Anyway, filtering moderate amounts of alcohol would not necessarily kill your liver; in fact, it might give that organ some much needed workout. This is why experts have no issue with you having a glass of wine a day. The problem comes when you drink way too much. You’ll be putting too much pressure on your liver and there is only so much pressure that the organ can take.

With your liver overworked, you are basically courting liver-related health complications like liver inflammation and liver disease. The inflammation will cause scar tissue to form in the liver, basically destroying it. And with your liver destroyed, your body has no choice but to pay host to all the toxins and stuff that come in and through it.

Moving on from the devastating effects that alcohol abuse can have on the liver, your reproductive system could also take a hit. It is pretty common knowledge that heavy alcohol consumption could cause erectile dysfunction in men and even infertility.

And in women, some research has shown that heavy alcohol consumption might cause infertility and menstruation inconsistency or even ceasing. Also, pregnant women who drink alcohol could be putting their babies at risk of a host of Fetal Alcohol Syndrome Disorders. What’s more, pregnant women who drink are at a higher risk of premature delivery, miscarriage, and still birth.

Now, let’s talk about the Central Nervous System. The effects that alcohol has on the CNS is probably the most obvious because the signs are generally seen as signs of drunkenness. Take slurred speech for instance; when someone who has been drinking starts slurring their words, everybody, maybe except the drunk person, takes that as a sign that the person has had one too many drinks.
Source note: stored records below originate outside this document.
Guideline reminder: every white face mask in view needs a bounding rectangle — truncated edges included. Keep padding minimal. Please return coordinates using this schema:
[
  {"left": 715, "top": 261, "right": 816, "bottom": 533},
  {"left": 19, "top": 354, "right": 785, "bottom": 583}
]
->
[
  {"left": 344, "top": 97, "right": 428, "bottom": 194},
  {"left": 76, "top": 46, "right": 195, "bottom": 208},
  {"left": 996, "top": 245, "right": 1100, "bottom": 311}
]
Now the reason for that slurred speech is that alcohol disrupts communication between the brain and other parts of your body. So, in addition to slurred speech, a drunk person would also find it difficult to maintain balance, create long-term memories, think clearly and make rational decisions. All of these symptoms would typically wear off in a couple of hours, but continuous excessive consumption of alcohol could have a long term effect on your nervous system too.
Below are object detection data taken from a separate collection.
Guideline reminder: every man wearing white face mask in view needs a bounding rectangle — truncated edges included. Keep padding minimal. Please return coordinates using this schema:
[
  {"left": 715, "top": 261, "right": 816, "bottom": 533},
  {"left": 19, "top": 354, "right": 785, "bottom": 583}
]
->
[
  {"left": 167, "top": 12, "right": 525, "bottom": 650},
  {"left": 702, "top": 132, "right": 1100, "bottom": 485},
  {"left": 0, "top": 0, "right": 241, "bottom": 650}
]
In the long run, your frontal lobe might start to deteriorate and that’s a terrible thing because you need that part of your brain to be able to control your emotions, create short-term memories, and make sound judgments. As you continue to drink copious amounts of alcohol, you could eventually cause yourself permanent brain damage, leading to a condition called Wernicke-Korsakoff syndrome.

Unfortunately, there is more. Alcohol abuse is terrible for your heart. In fact, just one instance of heavy alcohol consumption could do a number on your heart, especially for women. Heavy drinking puts a person at risk of a number of heart diseases and complications including a high blood pressure, irregular heartbeat, stroke, and heart attack.
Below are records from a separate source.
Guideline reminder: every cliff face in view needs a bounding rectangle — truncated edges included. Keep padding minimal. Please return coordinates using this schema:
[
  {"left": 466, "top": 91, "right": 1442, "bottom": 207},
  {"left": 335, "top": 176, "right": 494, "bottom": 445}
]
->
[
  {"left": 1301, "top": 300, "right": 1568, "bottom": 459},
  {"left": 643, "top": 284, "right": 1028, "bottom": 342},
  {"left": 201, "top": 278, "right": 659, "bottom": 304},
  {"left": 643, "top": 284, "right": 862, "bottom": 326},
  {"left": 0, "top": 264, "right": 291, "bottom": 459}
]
Now, you probably don’t think of your pancreas at all or know what its function is. But you should know that it is very useful, and drinking too much could damage it. Anyway, to be more specific, your pancreas is that organ that is meant to produce insulin, and insulin is meant to help your body to process and absorb sugar. Considering that each of us has just 1 pancreas, you can see how a damaged pancreas can affect your body.

One last thing; alcohol is addictive and so consuming it in excess amounts will eventually lead to both an emotional and physical dependency. At this point, deciding to stop drinking might be difficult without professional help. And alcohol withdrawal symptoms including anxiety, heavy sweating, tremors, nausea, and high blood pressure, might be experienced.

Finally, remember that this article is not a campaign against alcohol. In fact, some research has shown that moderate alcohol consumption might have some benefits on the human body. However, those benefits are not significant enough to recommend alcohol consumption for everybody. Bottomline: if you don’t drink, there’s no pressure to start; you’re really not missing anything. But if you do drink, make sure that it is in moderation.